Balanga Dam: A Frog In Our Throat?

Situated at Balanga local government area of Gombe State, Balanga dam lies on latitude 10o 16’N and longitude 11o 16’E of the Greenwich meridian. It is bordered by Reme, Tula, Dong, and Junge villages respectively. It is one of the so many dams built by the Shagari administration in the early 1980s on river Gongola. It was built with the goal of providing water for irrigation practice and electricity. Currently, Balanga Dam provides water for irrigating over 1000 hectares of farmland, and more interestingly, fishing activities are taking place in the dam throughout the year. However, intermittent disruption of governance over the years stalled the progress of most of such dams across the country.

Balanga DamThe dam that is blessed with huge volumes of water stretching about 20km from the villages of Balanga, Gelengu and Reme districts, can still be put into good use provided the enabling environment is guaranteed.

Investigations reveal that the dam generates about 11 Kilowatts of electricity, which is seen to be more than the requirement of Gombe State and its neighbors, it’s excess can also be sold to other consumers in order to earn more revenue for the state.

Balanga is said to be diverse in terms of fish species abundance with up to 17 species identified during some preliminary findings. There is high fish abundance in the months of May, June through July of every year as compared to other months. The information on water quality and general well-being (condition factor) of the fish species is highly needed in order to maintain the welfare of the fishes and ascertain the general productivity of the dam.

Aside from the capability of the dam to generate electricity, it can also be turned into a tourist destination. If the beautiful mountainous landscape surrounding the dam is taken into consideration, a kind of holiday resort can be built for relaxation and tourism.

Having studied all these, Balanga dam, among other reservoirs across the country is immersed with endless challenges and problems. The agricultural potentials so far have not been judiciously harnessed, apart from the training farming during the raining season, there is no much business going on at the Balanga banks.

A peep into the global scene will ensure that the essence of constructing dams is primarily to impound and store water, wastewater or liquid borne materials for any of several reasons, such as flood control, human water supply, irrigation, livestock water supply, energy generation, containment of mine tailings, recreation, or pollution control. But in Nigeria, even though the World Bank has been rendering assistance in water supply since 1979, the national water supply policy is facing huge challenges of cost recovery for water and social equity.

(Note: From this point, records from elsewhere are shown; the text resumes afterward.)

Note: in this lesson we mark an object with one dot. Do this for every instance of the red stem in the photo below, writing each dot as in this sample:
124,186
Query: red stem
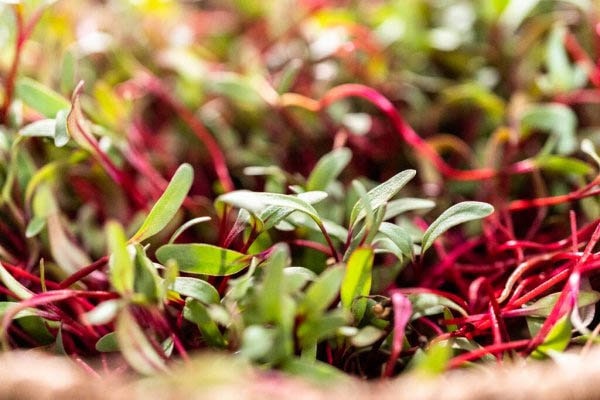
491,349
402,312
412,138
83,272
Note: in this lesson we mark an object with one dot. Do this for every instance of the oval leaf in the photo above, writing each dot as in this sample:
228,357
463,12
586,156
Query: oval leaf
196,288
380,194
41,98
120,265
202,258
167,205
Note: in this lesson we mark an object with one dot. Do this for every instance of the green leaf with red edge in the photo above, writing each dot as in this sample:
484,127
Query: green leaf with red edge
40,97
203,259
108,343
168,204
14,285
322,292
381,194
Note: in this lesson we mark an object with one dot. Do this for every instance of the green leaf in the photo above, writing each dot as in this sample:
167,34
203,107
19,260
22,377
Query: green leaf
120,264
316,371
5,305
197,289
168,204
135,346
107,343
555,118
40,128
562,76
455,215
196,312
271,295
328,169
357,281
557,340
202,258
564,165
399,206
322,292
61,133
399,236
257,202
381,194
41,98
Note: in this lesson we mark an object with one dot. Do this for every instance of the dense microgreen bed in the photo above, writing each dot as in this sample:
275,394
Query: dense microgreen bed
317,187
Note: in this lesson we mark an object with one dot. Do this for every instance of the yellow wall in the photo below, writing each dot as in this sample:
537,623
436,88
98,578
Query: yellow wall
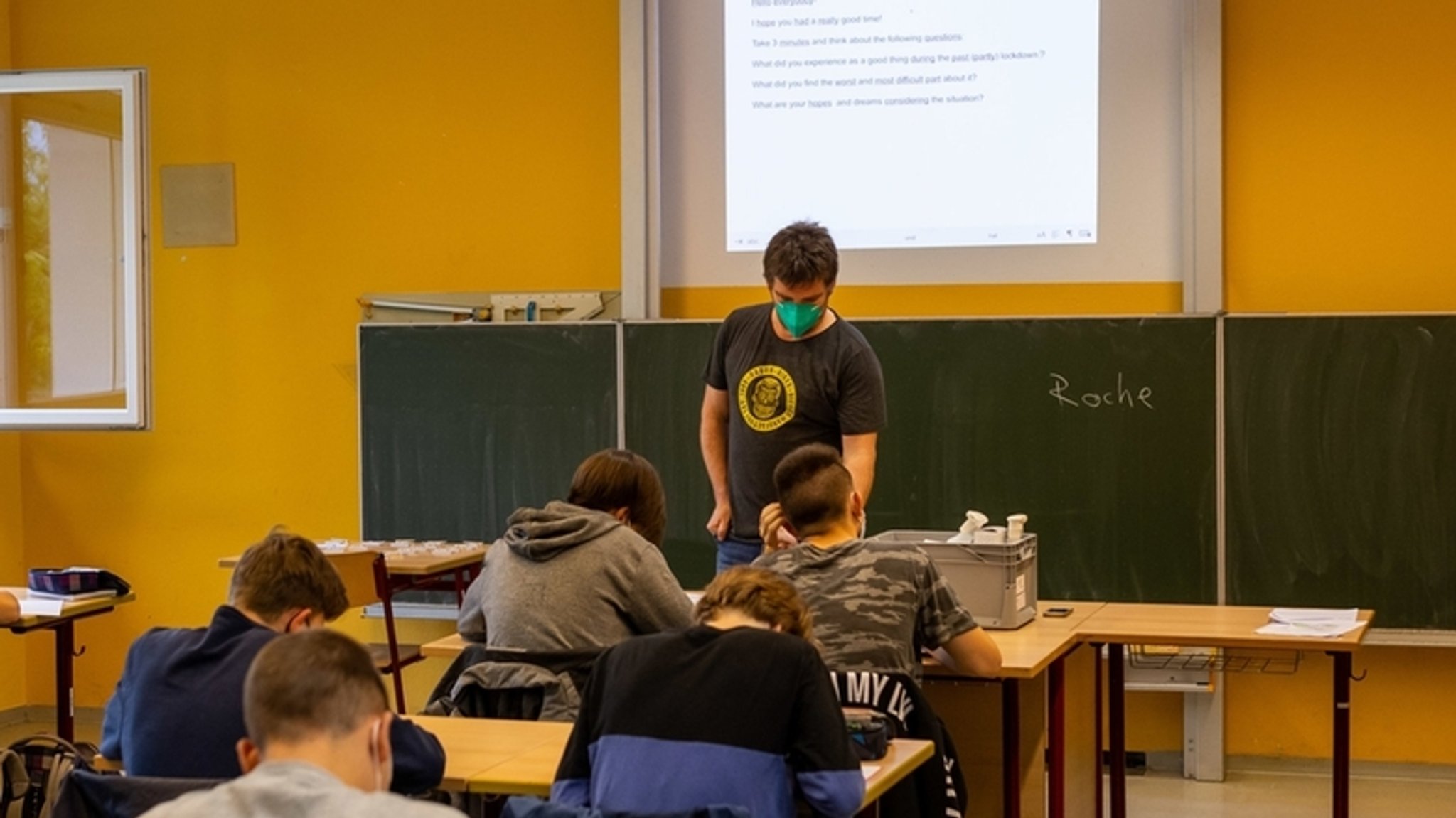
12,556
379,147
12,569
1339,163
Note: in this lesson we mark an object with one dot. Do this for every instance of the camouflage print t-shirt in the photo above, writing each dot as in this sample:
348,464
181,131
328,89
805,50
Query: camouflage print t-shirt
875,604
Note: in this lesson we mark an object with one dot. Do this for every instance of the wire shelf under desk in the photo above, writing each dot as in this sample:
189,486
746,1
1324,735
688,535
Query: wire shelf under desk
1210,660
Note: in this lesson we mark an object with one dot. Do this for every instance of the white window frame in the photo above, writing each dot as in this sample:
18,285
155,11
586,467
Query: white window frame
136,412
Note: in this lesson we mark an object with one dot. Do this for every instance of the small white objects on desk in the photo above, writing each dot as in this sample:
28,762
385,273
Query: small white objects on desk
1311,622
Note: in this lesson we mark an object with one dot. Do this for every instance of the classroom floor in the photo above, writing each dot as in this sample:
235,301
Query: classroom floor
1285,795
1244,794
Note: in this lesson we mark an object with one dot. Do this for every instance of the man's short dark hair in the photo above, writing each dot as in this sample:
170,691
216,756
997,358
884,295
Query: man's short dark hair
311,683
813,487
287,572
801,254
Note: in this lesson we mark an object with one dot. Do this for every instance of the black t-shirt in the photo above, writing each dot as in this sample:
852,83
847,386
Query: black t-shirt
783,395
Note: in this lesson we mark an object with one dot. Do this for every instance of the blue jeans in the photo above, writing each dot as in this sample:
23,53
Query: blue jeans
736,552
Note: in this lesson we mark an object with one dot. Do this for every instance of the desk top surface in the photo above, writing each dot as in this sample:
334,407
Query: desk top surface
69,610
407,564
1224,626
511,758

The Hoover dam in the United States, for example, is believed to be one of the tallest on earth with Rising 726.4 feet, was founded in 1932. It was well managed by the US government and serves as America’s largest reservoir. The vision for America’s water policy and strategy of 2017 indicates that water is reserved to secure the world, where people have sustainable supplies of water of sufficient quantity and quality to meet human, economic, and ecosystem needs while managing risks from floods and droughts.

For these reasons and many others, water becomes more significant and a valuable resource in the developed countries. Not only in America, the grand Ethiopian Renaissance dam is the most massive project to date and at a cost of $6.4bn. The dam has the distinction of being Africa’s largest, which generates a whopping 6000MW of electrical energy.

With the lost energy and shortage of gas supply for thermal plants, high levels of unpaid electricity bills in Nigeria, why can’t the government ensure renovation of existing dams for water reservation in order to increase energy supply and other means?

Since we are yet to ensure the use of renewable energy, our water reservoir can be more beneficial for sustainability to meet up human, economic, and ecosystem needs. We therefore must shout loud to inform the authorities to do the needful, not only in Balanga, but they must revisit all water reservoirs in the country.

Our voices should sound deeper, we shouldn’t allow it to boom like a low, hoarse croak otherwise the tonsillitis makes it sound like we got a frog in my throat!